Linear toroidal-inertial waves on a differentially rotating sphere with application to helioseismology: Modeling, forward and inverse problems
Tram Thi Ngoc Nguyen, Damien Fournier, Laurent Gizon, Thorsten Hohage
TL;DR
The paper develops a rigorous framework for modeling solar inertial waves in a purely toroidal, linear regime on a differentially rotating sphere, deriving a time-harmonic fourth-order Orr-Sommerfeld-type equation for the stream function and its separated-m$^m$ counterparts. It proves well-posedness under explicit smallness or regularity conditions on the differential rotation and viscosity, and formulates an inverse problem to jointly identify $\gamma$ and $\Omega$ from surface observations, establishing a lifted regularity approach and tangential cone condition for convergence of iterative regularization methods.
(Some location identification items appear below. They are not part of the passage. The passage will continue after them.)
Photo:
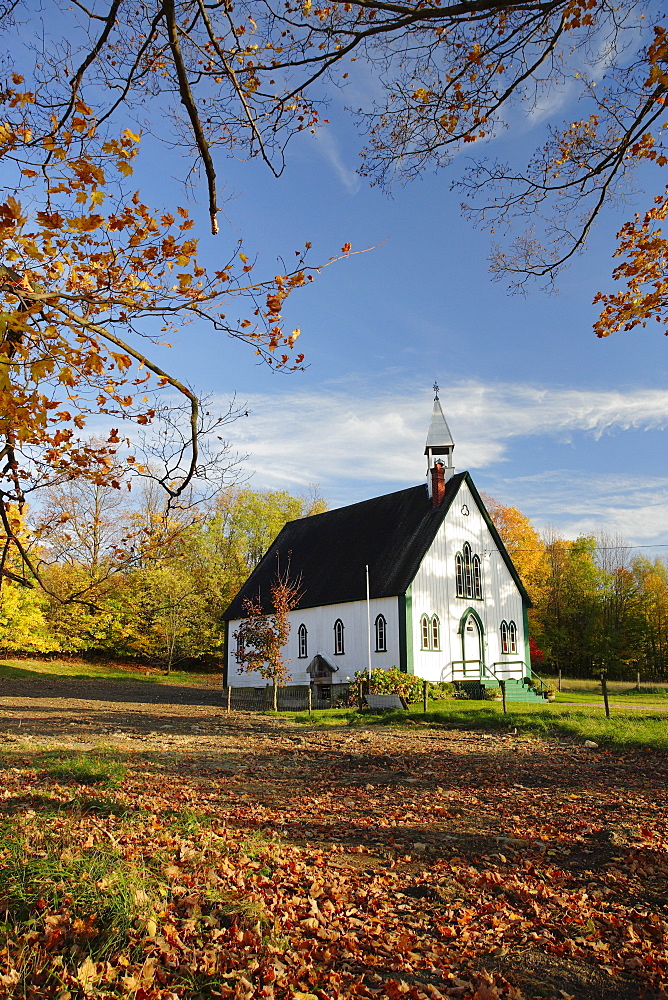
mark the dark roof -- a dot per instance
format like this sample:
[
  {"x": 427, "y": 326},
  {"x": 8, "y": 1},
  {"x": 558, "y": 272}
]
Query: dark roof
[{"x": 328, "y": 552}]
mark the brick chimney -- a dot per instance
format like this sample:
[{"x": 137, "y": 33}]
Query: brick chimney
[{"x": 437, "y": 483}]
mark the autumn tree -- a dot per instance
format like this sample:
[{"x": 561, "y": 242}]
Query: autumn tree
[
  {"x": 524, "y": 544},
  {"x": 262, "y": 637},
  {"x": 245, "y": 79},
  {"x": 92, "y": 271}
]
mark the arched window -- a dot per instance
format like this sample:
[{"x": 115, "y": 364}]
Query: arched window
[
  {"x": 477, "y": 579},
  {"x": 468, "y": 575},
  {"x": 435, "y": 632},
  {"x": 424, "y": 629},
  {"x": 302, "y": 641},
  {"x": 381, "y": 634},
  {"x": 459, "y": 569},
  {"x": 504, "y": 637},
  {"x": 339, "y": 648},
  {"x": 512, "y": 637}
]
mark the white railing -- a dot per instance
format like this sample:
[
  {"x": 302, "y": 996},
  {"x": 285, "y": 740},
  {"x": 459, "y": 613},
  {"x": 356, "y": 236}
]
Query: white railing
[
  {"x": 504, "y": 670},
  {"x": 476, "y": 670}
]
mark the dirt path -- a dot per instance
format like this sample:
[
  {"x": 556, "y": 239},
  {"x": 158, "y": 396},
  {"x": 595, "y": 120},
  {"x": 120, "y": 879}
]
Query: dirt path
[
  {"x": 616, "y": 704},
  {"x": 419, "y": 863}
]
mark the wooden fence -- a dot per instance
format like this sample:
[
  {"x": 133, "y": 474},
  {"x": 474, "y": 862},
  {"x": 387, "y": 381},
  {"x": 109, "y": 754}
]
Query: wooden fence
[{"x": 294, "y": 698}]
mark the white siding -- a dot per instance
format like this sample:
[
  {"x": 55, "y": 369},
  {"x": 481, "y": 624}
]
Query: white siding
[
  {"x": 319, "y": 623},
  {"x": 434, "y": 592}
]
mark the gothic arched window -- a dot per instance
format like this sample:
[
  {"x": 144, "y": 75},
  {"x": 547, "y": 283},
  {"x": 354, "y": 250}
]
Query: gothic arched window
[
  {"x": 504, "y": 637},
  {"x": 339, "y": 648},
  {"x": 468, "y": 574},
  {"x": 424, "y": 631},
  {"x": 459, "y": 569},
  {"x": 512, "y": 637},
  {"x": 477, "y": 578},
  {"x": 381, "y": 634},
  {"x": 302, "y": 641}
]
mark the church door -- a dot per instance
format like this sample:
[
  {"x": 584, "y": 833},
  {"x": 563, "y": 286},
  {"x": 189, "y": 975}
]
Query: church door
[{"x": 472, "y": 647}]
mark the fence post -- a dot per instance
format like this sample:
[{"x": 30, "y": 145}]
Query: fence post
[{"x": 604, "y": 685}]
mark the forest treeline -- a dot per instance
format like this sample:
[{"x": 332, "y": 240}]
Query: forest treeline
[
  {"x": 123, "y": 579},
  {"x": 596, "y": 604}
]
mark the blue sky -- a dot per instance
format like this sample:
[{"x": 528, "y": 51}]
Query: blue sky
[
  {"x": 569, "y": 428},
  {"x": 546, "y": 417}
]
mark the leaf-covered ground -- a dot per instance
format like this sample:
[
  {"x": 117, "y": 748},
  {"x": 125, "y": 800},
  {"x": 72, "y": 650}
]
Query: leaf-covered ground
[{"x": 246, "y": 858}]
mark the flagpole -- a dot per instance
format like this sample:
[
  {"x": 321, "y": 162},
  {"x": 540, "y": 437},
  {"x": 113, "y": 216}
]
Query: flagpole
[{"x": 368, "y": 621}]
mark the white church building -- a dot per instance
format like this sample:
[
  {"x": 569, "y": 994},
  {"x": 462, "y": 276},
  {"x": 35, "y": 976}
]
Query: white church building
[{"x": 417, "y": 579}]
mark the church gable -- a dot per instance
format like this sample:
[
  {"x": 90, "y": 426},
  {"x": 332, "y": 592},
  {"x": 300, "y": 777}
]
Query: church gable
[
  {"x": 444, "y": 600},
  {"x": 328, "y": 552}
]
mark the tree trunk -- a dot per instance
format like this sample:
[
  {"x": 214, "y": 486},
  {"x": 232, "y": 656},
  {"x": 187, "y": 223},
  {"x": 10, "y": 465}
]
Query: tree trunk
[{"x": 604, "y": 685}]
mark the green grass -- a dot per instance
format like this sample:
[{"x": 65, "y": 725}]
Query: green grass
[
  {"x": 629, "y": 729},
  {"x": 106, "y": 896},
  {"x": 586, "y": 689},
  {"x": 32, "y": 669},
  {"x": 94, "y": 768}
]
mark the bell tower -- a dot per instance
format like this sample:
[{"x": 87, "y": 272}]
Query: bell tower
[{"x": 439, "y": 446}]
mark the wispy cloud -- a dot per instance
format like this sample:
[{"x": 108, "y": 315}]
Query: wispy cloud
[
  {"x": 356, "y": 442},
  {"x": 328, "y": 147}
]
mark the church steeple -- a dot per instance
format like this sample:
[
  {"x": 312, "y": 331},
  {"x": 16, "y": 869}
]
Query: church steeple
[{"x": 439, "y": 446}]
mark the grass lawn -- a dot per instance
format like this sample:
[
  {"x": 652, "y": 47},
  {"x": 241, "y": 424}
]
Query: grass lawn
[
  {"x": 100, "y": 672},
  {"x": 324, "y": 864},
  {"x": 630, "y": 728}
]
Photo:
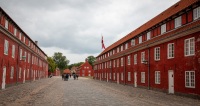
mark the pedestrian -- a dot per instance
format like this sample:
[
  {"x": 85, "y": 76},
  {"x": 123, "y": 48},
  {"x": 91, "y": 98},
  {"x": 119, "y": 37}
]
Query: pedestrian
[
  {"x": 74, "y": 76},
  {"x": 77, "y": 76}
]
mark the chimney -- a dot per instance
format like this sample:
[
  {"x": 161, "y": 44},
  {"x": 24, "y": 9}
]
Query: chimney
[{"x": 36, "y": 42}]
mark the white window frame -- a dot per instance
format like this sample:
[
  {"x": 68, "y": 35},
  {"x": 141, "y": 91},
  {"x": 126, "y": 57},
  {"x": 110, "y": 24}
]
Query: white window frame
[
  {"x": 129, "y": 60},
  {"x": 142, "y": 77},
  {"x": 142, "y": 56},
  {"x": 196, "y": 13},
  {"x": 122, "y": 61},
  {"x": 11, "y": 72},
  {"x": 189, "y": 46},
  {"x": 157, "y": 53},
  {"x": 6, "y": 47},
  {"x": 126, "y": 46},
  {"x": 190, "y": 79},
  {"x": 13, "y": 51},
  {"x": 135, "y": 59},
  {"x": 149, "y": 35},
  {"x": 133, "y": 42},
  {"x": 177, "y": 22},
  {"x": 129, "y": 76},
  {"x": 140, "y": 39},
  {"x": 122, "y": 76},
  {"x": 6, "y": 23},
  {"x": 170, "y": 51},
  {"x": 157, "y": 77},
  {"x": 15, "y": 32},
  {"x": 163, "y": 28},
  {"x": 20, "y": 72}
]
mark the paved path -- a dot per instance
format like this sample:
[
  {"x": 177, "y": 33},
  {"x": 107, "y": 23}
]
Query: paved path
[{"x": 86, "y": 92}]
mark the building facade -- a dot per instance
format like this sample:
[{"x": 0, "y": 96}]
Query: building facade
[
  {"x": 85, "y": 70},
  {"x": 162, "y": 54},
  {"x": 21, "y": 59}
]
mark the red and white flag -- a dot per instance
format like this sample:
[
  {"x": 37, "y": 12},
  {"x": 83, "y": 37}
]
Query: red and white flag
[{"x": 103, "y": 46}]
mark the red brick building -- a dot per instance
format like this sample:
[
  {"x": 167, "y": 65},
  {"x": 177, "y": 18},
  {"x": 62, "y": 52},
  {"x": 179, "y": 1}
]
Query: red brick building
[
  {"x": 162, "y": 54},
  {"x": 85, "y": 69},
  {"x": 21, "y": 59}
]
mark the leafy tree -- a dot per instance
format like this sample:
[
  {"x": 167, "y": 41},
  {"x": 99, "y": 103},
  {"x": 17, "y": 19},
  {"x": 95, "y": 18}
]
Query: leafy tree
[
  {"x": 91, "y": 60},
  {"x": 60, "y": 60},
  {"x": 52, "y": 64}
]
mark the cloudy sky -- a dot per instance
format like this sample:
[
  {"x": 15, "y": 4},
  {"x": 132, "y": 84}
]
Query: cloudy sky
[{"x": 74, "y": 27}]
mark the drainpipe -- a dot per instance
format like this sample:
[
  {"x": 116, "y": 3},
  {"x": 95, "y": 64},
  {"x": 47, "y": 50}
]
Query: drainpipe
[{"x": 148, "y": 63}]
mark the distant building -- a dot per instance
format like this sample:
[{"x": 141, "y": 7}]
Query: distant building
[
  {"x": 85, "y": 69},
  {"x": 21, "y": 59},
  {"x": 162, "y": 54}
]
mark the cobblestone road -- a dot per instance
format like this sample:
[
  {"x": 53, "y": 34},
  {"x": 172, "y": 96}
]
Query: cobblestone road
[{"x": 86, "y": 92}]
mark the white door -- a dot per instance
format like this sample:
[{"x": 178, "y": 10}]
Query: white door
[
  {"x": 171, "y": 81},
  {"x": 135, "y": 79},
  {"x": 4, "y": 78},
  {"x": 24, "y": 77},
  {"x": 107, "y": 77},
  {"x": 118, "y": 78}
]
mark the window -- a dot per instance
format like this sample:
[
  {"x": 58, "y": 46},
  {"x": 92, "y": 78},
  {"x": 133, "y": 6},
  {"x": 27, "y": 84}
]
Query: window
[
  {"x": 6, "y": 24},
  {"x": 142, "y": 56},
  {"x": 126, "y": 46},
  {"x": 196, "y": 13},
  {"x": 114, "y": 63},
  {"x": 13, "y": 51},
  {"x": 133, "y": 42},
  {"x": 6, "y": 45},
  {"x": 24, "y": 39},
  {"x": 140, "y": 39},
  {"x": 135, "y": 59},
  {"x": 15, "y": 32},
  {"x": 129, "y": 76},
  {"x": 190, "y": 79},
  {"x": 122, "y": 62},
  {"x": 117, "y": 62},
  {"x": 142, "y": 77},
  {"x": 163, "y": 28},
  {"x": 170, "y": 52},
  {"x": 20, "y": 54},
  {"x": 122, "y": 76},
  {"x": 25, "y": 56},
  {"x": 20, "y": 36},
  {"x": 148, "y": 35},
  {"x": 157, "y": 77},
  {"x": 178, "y": 22},
  {"x": 11, "y": 72},
  {"x": 121, "y": 47},
  {"x": 129, "y": 62},
  {"x": 157, "y": 53},
  {"x": 113, "y": 76},
  {"x": 189, "y": 47},
  {"x": 20, "y": 72}
]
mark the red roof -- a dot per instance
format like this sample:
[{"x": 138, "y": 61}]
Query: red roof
[{"x": 182, "y": 4}]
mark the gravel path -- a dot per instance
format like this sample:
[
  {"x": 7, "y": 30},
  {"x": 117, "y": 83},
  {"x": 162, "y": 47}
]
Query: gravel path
[{"x": 86, "y": 92}]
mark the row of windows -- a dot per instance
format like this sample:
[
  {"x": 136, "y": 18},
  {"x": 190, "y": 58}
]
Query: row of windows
[
  {"x": 34, "y": 59},
  {"x": 177, "y": 23},
  {"x": 24, "y": 40},
  {"x": 189, "y": 50},
  {"x": 189, "y": 77}
]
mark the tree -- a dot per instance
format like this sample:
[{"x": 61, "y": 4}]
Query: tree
[
  {"x": 60, "y": 60},
  {"x": 51, "y": 64},
  {"x": 91, "y": 60}
]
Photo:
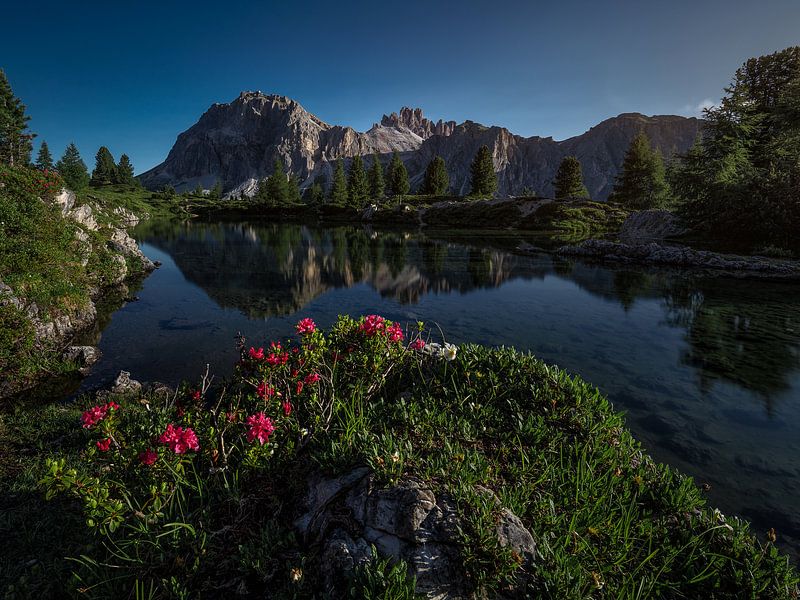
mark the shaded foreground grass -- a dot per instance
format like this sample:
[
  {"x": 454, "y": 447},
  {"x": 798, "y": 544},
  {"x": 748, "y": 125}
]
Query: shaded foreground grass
[{"x": 607, "y": 520}]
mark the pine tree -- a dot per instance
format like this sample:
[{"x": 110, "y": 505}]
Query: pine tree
[
  {"x": 642, "y": 183},
  {"x": 277, "y": 185},
  {"x": 105, "y": 169},
  {"x": 293, "y": 190},
  {"x": 124, "y": 171},
  {"x": 377, "y": 185},
  {"x": 357, "y": 184},
  {"x": 338, "y": 191},
  {"x": 72, "y": 169},
  {"x": 15, "y": 143},
  {"x": 44, "y": 160},
  {"x": 484, "y": 179},
  {"x": 569, "y": 180},
  {"x": 398, "y": 177},
  {"x": 437, "y": 181}
]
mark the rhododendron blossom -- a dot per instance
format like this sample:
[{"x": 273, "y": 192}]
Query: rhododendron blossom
[
  {"x": 261, "y": 428},
  {"x": 395, "y": 333},
  {"x": 372, "y": 324},
  {"x": 179, "y": 440},
  {"x": 148, "y": 457},
  {"x": 265, "y": 390},
  {"x": 93, "y": 416},
  {"x": 306, "y": 326}
]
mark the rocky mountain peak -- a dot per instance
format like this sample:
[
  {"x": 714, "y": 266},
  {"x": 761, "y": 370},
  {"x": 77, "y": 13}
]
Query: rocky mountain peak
[{"x": 413, "y": 120}]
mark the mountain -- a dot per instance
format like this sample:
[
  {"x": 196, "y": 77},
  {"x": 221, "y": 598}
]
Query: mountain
[{"x": 237, "y": 143}]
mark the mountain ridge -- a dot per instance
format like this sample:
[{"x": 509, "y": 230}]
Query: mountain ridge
[{"x": 238, "y": 142}]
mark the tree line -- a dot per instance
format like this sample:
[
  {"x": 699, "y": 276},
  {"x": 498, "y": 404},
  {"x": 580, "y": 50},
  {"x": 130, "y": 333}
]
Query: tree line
[{"x": 16, "y": 146}]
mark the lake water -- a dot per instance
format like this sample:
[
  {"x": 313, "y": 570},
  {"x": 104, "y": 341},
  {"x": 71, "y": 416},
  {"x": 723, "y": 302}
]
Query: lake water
[{"x": 706, "y": 368}]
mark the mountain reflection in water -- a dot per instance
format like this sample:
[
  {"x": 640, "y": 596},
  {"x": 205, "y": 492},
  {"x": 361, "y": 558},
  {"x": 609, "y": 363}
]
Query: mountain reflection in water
[{"x": 706, "y": 368}]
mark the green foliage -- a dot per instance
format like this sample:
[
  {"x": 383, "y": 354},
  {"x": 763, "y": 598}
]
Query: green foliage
[
  {"x": 482, "y": 176},
  {"x": 642, "y": 182},
  {"x": 742, "y": 180},
  {"x": 377, "y": 185},
  {"x": 15, "y": 143},
  {"x": 44, "y": 160},
  {"x": 397, "y": 177},
  {"x": 72, "y": 169},
  {"x": 437, "y": 181},
  {"x": 124, "y": 171},
  {"x": 105, "y": 169},
  {"x": 338, "y": 191},
  {"x": 357, "y": 184},
  {"x": 569, "y": 180}
]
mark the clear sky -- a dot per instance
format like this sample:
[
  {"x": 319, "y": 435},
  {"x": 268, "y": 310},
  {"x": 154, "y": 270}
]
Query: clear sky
[{"x": 132, "y": 75}]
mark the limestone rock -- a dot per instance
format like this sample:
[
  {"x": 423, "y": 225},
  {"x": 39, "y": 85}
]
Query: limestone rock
[
  {"x": 651, "y": 225},
  {"x": 405, "y": 521},
  {"x": 83, "y": 356},
  {"x": 237, "y": 143}
]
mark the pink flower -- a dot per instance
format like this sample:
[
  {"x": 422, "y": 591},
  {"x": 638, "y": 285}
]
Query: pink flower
[
  {"x": 372, "y": 324},
  {"x": 179, "y": 440},
  {"x": 306, "y": 326},
  {"x": 395, "y": 333},
  {"x": 93, "y": 416},
  {"x": 148, "y": 457},
  {"x": 264, "y": 390},
  {"x": 261, "y": 428}
]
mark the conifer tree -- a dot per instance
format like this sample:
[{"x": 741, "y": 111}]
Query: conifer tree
[
  {"x": 642, "y": 183},
  {"x": 357, "y": 184},
  {"x": 377, "y": 185},
  {"x": 15, "y": 142},
  {"x": 293, "y": 190},
  {"x": 124, "y": 171},
  {"x": 338, "y": 192},
  {"x": 44, "y": 160},
  {"x": 72, "y": 169},
  {"x": 277, "y": 185},
  {"x": 437, "y": 181},
  {"x": 569, "y": 180},
  {"x": 484, "y": 179},
  {"x": 398, "y": 177},
  {"x": 105, "y": 169}
]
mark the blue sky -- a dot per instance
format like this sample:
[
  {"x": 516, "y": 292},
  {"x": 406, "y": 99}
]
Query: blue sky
[{"x": 132, "y": 76}]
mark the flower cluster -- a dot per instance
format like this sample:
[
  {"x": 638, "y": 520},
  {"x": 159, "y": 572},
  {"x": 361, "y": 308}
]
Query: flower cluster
[
  {"x": 261, "y": 428},
  {"x": 179, "y": 440},
  {"x": 94, "y": 415},
  {"x": 306, "y": 326}
]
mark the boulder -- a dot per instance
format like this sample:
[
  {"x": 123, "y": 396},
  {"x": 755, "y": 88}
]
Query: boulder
[{"x": 406, "y": 521}]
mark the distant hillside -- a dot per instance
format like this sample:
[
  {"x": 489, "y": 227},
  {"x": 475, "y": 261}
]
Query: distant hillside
[{"x": 237, "y": 144}]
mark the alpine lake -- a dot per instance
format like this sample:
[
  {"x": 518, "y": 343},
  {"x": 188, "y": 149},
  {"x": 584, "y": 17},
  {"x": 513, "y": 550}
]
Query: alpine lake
[{"x": 705, "y": 367}]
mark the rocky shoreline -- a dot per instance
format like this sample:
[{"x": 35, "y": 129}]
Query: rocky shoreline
[
  {"x": 53, "y": 329},
  {"x": 683, "y": 257}
]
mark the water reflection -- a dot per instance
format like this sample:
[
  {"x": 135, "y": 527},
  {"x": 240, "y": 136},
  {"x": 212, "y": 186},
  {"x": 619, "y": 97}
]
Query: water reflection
[{"x": 706, "y": 368}]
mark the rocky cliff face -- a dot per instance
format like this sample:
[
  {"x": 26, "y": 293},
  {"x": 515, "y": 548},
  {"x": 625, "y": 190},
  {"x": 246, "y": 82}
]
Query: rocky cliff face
[{"x": 237, "y": 144}]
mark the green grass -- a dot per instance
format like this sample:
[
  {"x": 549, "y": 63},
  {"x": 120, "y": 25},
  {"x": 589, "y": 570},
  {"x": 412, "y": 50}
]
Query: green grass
[{"x": 608, "y": 521}]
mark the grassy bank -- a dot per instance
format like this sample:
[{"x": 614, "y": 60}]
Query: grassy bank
[
  {"x": 52, "y": 266},
  {"x": 146, "y": 514}
]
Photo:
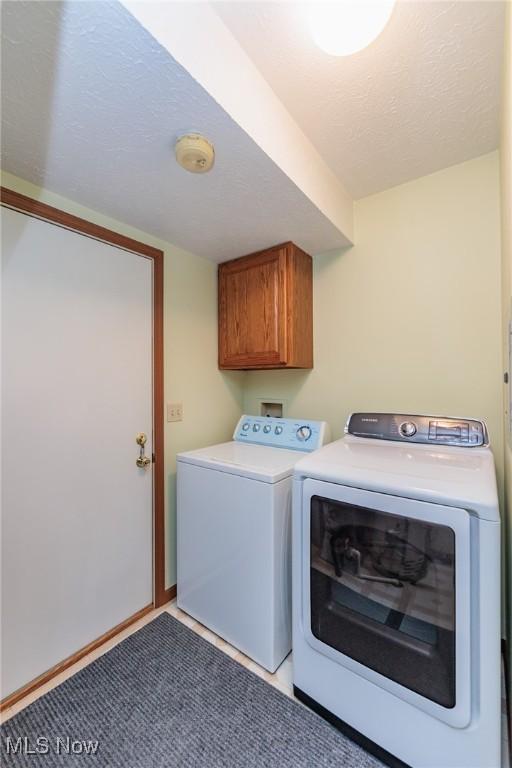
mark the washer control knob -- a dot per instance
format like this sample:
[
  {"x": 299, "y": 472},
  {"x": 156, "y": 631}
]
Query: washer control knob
[
  {"x": 408, "y": 429},
  {"x": 304, "y": 433}
]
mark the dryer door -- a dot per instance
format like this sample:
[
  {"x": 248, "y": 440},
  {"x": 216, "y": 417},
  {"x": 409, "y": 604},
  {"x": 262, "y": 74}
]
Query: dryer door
[{"x": 386, "y": 585}]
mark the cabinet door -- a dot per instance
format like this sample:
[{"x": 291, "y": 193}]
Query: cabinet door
[{"x": 252, "y": 310}]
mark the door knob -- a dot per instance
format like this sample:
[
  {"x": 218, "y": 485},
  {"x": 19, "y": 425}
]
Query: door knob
[{"x": 143, "y": 461}]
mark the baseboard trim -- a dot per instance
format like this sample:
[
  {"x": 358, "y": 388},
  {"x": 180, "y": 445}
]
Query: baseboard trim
[
  {"x": 45, "y": 677},
  {"x": 370, "y": 746},
  {"x": 170, "y": 593}
]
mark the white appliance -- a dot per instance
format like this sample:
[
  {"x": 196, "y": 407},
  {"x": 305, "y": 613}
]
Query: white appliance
[
  {"x": 396, "y": 589},
  {"x": 234, "y": 529}
]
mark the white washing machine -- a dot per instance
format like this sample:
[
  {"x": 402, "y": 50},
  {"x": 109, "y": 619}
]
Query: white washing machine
[
  {"x": 234, "y": 530},
  {"x": 396, "y": 589}
]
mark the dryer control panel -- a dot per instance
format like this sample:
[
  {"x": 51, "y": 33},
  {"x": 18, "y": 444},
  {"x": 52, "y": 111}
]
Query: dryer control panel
[
  {"x": 294, "y": 434},
  {"x": 430, "y": 430}
]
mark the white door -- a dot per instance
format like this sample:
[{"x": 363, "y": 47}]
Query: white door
[{"x": 76, "y": 389}]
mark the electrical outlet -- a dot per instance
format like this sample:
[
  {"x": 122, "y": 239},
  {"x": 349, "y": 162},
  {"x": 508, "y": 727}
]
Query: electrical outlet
[{"x": 174, "y": 411}]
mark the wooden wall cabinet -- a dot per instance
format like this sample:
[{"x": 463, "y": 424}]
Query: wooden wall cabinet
[{"x": 266, "y": 310}]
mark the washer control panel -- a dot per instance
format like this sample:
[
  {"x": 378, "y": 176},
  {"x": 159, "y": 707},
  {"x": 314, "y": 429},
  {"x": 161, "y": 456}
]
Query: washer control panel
[
  {"x": 294, "y": 434},
  {"x": 430, "y": 430}
]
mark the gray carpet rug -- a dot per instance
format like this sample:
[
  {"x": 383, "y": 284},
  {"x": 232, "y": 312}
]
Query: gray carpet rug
[{"x": 166, "y": 697}]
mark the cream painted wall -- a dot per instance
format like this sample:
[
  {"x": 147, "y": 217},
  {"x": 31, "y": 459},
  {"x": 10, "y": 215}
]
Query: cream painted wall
[
  {"x": 212, "y": 400},
  {"x": 409, "y": 318},
  {"x": 506, "y": 245}
]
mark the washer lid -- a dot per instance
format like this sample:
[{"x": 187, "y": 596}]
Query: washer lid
[
  {"x": 461, "y": 477},
  {"x": 257, "y": 462}
]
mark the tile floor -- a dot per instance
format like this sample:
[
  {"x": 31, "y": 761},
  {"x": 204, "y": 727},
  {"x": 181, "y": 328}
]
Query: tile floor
[{"x": 281, "y": 679}]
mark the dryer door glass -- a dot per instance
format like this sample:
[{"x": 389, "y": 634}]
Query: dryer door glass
[{"x": 383, "y": 593}]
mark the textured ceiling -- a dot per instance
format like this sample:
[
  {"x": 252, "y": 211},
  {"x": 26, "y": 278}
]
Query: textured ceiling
[
  {"x": 424, "y": 95},
  {"x": 91, "y": 107}
]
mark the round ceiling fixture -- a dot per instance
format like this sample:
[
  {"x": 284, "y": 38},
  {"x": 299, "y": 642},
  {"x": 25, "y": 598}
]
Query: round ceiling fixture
[
  {"x": 195, "y": 153},
  {"x": 346, "y": 26}
]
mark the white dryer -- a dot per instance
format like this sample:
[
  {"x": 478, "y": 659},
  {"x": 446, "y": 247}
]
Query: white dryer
[
  {"x": 396, "y": 589},
  {"x": 234, "y": 533}
]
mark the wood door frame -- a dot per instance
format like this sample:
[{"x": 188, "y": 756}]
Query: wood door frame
[{"x": 36, "y": 209}]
Local identifiability results are shown (with viscosity known or unknown) under full measurements, and partial-data results are obtained under additional Cauchy-data assumptions. Numerical experiments with an accelerated Nesterov-Landweber scheme demonstrate robustness of reconstructions across observation strategies and noise levels, validating the practical potential for helioseismic inferences of internal solar rotation and viscosity.
Abstract
This paper develops a mathematical framework for interpreting observations of solar inertial waves in an idealized setting. Under the assumption of purely toroidal linear waves on the sphere, the stream function of the flow satisfies a fourth-order scalar equation. We prove well-posedness of wave solutions under explicit conditions on differential rotation. Moreover, we study the inverse problem of simultaneously reconstructing viscosity and differential rotation parameters from either complete or partial surface data. We establish convergence guarantee of iterative regularization methods by verifying the tangential cone condition, and prove local unique identifiability of the unknown parameters. Numerical experiments with Nesterov-Landweber iteration confirm reconstruction robustness across different observation strategies and noise levels.